Heaslip did it differently, opting to complete his Medical Mechanical Engineering degree at DCU and play his rugby with Trinity before taking up a contract. It is an oft-overlooked aspect to his career, but one he believes was hugely significant.
"I'm a great believer of work hard, play hard. You have to enjoy things in life as well. It's probably the mentality that made me play with Trinity and finish out my degree rather than turn professional earlier.
"Playing with Trinity was some of my most enjoyable times in rugby. It was brilliant. A lot of guys, their mentality is that they want to finish school and go professional and get there really early, but, man, they're missing out on a lot.
"We got promoted to Division 1 and those train journeys back from Cork were some craic, we had unbelievable times," he recalls. "The chariots of fire thing was a bit crazy, though. I had a brother who was in Trinity and he had to do that after the Colours match with my sister watching. Jeez, when you think about it..."

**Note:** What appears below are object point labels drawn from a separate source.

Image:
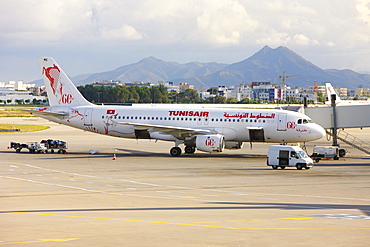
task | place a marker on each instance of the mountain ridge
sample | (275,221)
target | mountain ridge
(265,65)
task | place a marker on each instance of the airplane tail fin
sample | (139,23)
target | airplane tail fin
(60,89)
(329,92)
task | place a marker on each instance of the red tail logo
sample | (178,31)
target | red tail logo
(210,142)
(53,74)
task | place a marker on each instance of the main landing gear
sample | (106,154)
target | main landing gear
(176,151)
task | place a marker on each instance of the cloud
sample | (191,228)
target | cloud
(363,8)
(125,32)
(217,30)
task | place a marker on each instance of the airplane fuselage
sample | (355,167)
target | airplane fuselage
(234,124)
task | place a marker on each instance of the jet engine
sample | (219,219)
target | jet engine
(233,145)
(207,143)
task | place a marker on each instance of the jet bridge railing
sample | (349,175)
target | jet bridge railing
(352,140)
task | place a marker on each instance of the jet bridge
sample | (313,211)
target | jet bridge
(339,117)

Time for one more twirl. What are Heaslip's goals for the next 12 months?
"Win everything. I don't play to lose."
Cue inspirational piano music.
'Halo: Reach' is being launched exclusively on Xbox 360. Fans have the opportunity to take on Jamie Heaslip and his celebrity squad at the launch event in Dublin next Tuesday, details at: email@example.com
HEASLIP ON ...
Ireland at the World Cup
"If I'm going to the World Cup, I'm not going there to play second fiddle. Any one without that mentality shouldn't be there. I don't play to lose and Deccie's record speaks for itself."
Aviva rematch with the All Blacks
"I'm sure no hype is going to be made up about that. I haven't looked at that summer game since the Sunday I got my ban. I don't doubt our ability to beat them. New Zealand are top quality, but we have the potential."
Biggest career disappointment
"Not making the World Cup squad in 2007. Eddie had his reasons, I'm not saying I agreed with them, we had a chat. I left Killiney promptly, texted one or two boys and then headed down to Naas to bury myself in a hole somewhere."